Why it matters: Using technology to solve everyday problems is a noble undertaking, one that's being led by WattTime to help tackle air pollution at a global level. The firm plans to launch a tracking system that will use artificial intelligence and satellite imagery to monitor carbon emissions of every power plant in the world and then make this data public to hold big polluters accountable and enable advancement in new emissions reduction technologies.
As carbon levels in the atmosphere continue to rise to record figures, many companies have emphasized reducing their carbon footprint to become more environmental friendly. To keep an eye on these promises and our planet's air quality, WattTime has come up with plans to create a public database using artificial intelligence to track carbon emissions from all the world's large power plants.

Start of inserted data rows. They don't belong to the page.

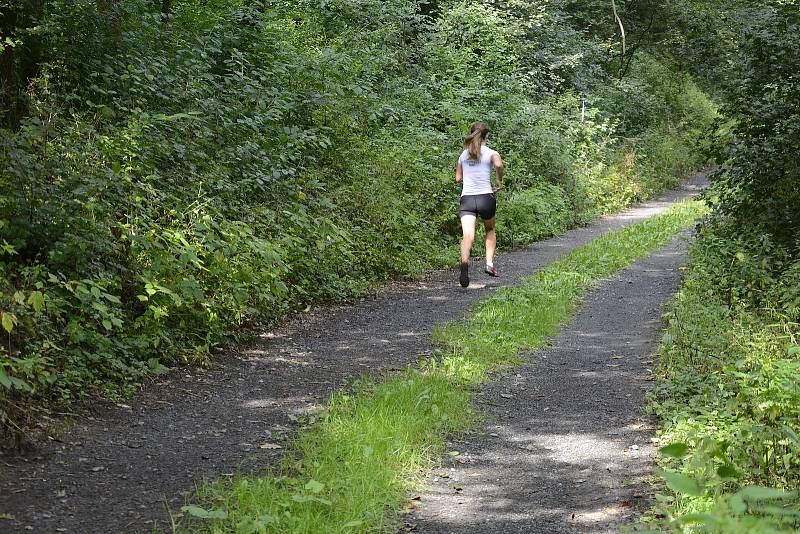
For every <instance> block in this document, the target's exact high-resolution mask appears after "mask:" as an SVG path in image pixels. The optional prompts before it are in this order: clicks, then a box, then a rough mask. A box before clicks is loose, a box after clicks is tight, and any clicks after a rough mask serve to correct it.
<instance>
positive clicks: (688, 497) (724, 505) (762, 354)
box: [645, 230, 800, 534]
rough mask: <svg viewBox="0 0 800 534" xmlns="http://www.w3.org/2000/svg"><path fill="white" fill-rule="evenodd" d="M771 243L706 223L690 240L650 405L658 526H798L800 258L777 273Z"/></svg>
mask: <svg viewBox="0 0 800 534" xmlns="http://www.w3.org/2000/svg"><path fill="white" fill-rule="evenodd" d="M765 243H767V241H766V240H759V241H755V240H753V241H752V242H750V241H747V240H745V239H743V238H739V239H736V238H735V237H730V236H727V235H723V236H717V235H715V234H714V232H711V231H708V230H704V232H703V234H702V235H701V237H700V238H699V239H698V240H697V241H696V243H695V244H694V245H693V246H692V250H691V253H690V257H691V261H690V262H689V269H688V271H687V274H686V278H685V281H684V286H683V288H682V289H681V291H680V292H679V293H678V295H677V296H676V299H675V307H674V309H673V311H672V312H670V314H669V315H668V317H669V328H668V330H667V332H666V333H665V334H664V339H663V342H662V345H661V349H660V354H661V358H660V364H659V369H658V373H657V375H658V382H657V386H656V389H655V392H654V393H655V394H654V395H653V396H652V398H651V403H650V406H649V409H650V411H651V412H652V413H654V414H655V415H656V416H658V418H659V419H660V422H661V426H662V429H661V441H662V445H663V448H662V449H661V451H662V453H663V457H662V459H661V462H660V463H661V464H662V467H663V468H664V471H661V473H660V474H661V476H662V478H664V479H665V481H666V487H661V488H659V490H658V491H659V493H657V494H656V499H657V504H656V505H655V506H654V509H653V513H652V514H651V515H650V516H649V517H647V518H645V519H646V520H647V521H648V522H649V523H650V524H651V525H653V526H657V527H659V528H660V529H662V530H659V531H660V532H663V531H664V530H669V531H670V532H698V531H701V532H720V533H726V534H734V533H742V534H746V533H758V534H762V533H778V532H781V533H783V532H786V533H788V532H800V491H798V490H800V436H798V432H800V387H799V386H798V384H799V382H798V375H799V374H800V299H797V295H798V294H799V293H798V291H797V289H796V288H797V287H798V285H797V284H798V282H800V263H796V265H795V267H793V268H786V270H785V271H784V273H783V276H781V277H772V276H771V273H770V272H769V271H767V269H766V268H765V267H766V266H772V265H774V264H775V263H776V262H777V261H778V260H779V259H780V258H779V257H777V256H778V255H777V254H775V249H774V248H773V249H770V247H769V246H766V247H765V246H764V244H765ZM762 247H763V248H762ZM765 257H767V258H770V259H771V260H772V262H771V263H764V261H763V260H764V258H765ZM795 299H797V300H795ZM793 301H794V302H793Z"/></svg>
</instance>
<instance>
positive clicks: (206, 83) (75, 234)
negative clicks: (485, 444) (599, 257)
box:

The idea was pitched at Google's AI Impact Challenge under the company's Google.org philanthropy wing. "We received thousands of applications to the Google AI Impact Challenge and are excited to be supporting WattTime with funding and expertise from Google,” said Jacquelline Fuller, president of Google.org. It will spend $1.7 million in funding this project.
"Accurate global emissions data has the ability to inspire everything from local environmental activism, to new and effective environmental policy, to verification that countries are achieving national-level emissions targets such as Paris Accord commitments. In their ongoing work, WattTime also plans to use the information to further enable and refine software that can give billions of internet-connected devices emissions reduction capabilities," the nonprofit announced on its collaboration with Google.
WattTime will work with Carbon Tracker, the first organization to successfully establish satellite-based monitoring of power plants and World Resources Institute, a global research firm that maintains the most comprehensive global database of power plants to date.
WattTime will observe power plants through the global satellite network and use image processing and artificial intelligence algorithms to measure the level of power plant emissions. This will be made possible by gathering data from sensors operating at different wavelengths, detecting heat from smokestacks and measuring temperature of water used for cooling power plants through thermal imaging and recording visible smoke with the help of visual sensors.
According to WattTime's executive director Gavin McCormick, sensors to detect nitrogen dioxide emissions are currently in development. Through its data sources, the company will be able to derive accurate and real-time emissions information, including carbon emissions that may also be useful in identifying water pollutants like nitrates and mercury. Once sufficient data has been collected, the company will publish a database for the public to view emissions information for all power plants in the world.
"Far too many power companies worldwide currently shroud their pollution in secrecy. But through the growing power of AI, our little coalition of nonprofits is about to lift that veil all over the world, all at once,” said McCormick as he outlined the potential impact his small team can have by using new AI remote sensing techniques to bring every powerful polluter in front of the public.
WattTime believes that this initiative has the potential to effectively eliminate poor monitoring and manipulating of emissions data, a major hurdle that their system can overcome and transform how restrictions are enforced on power plants in the future.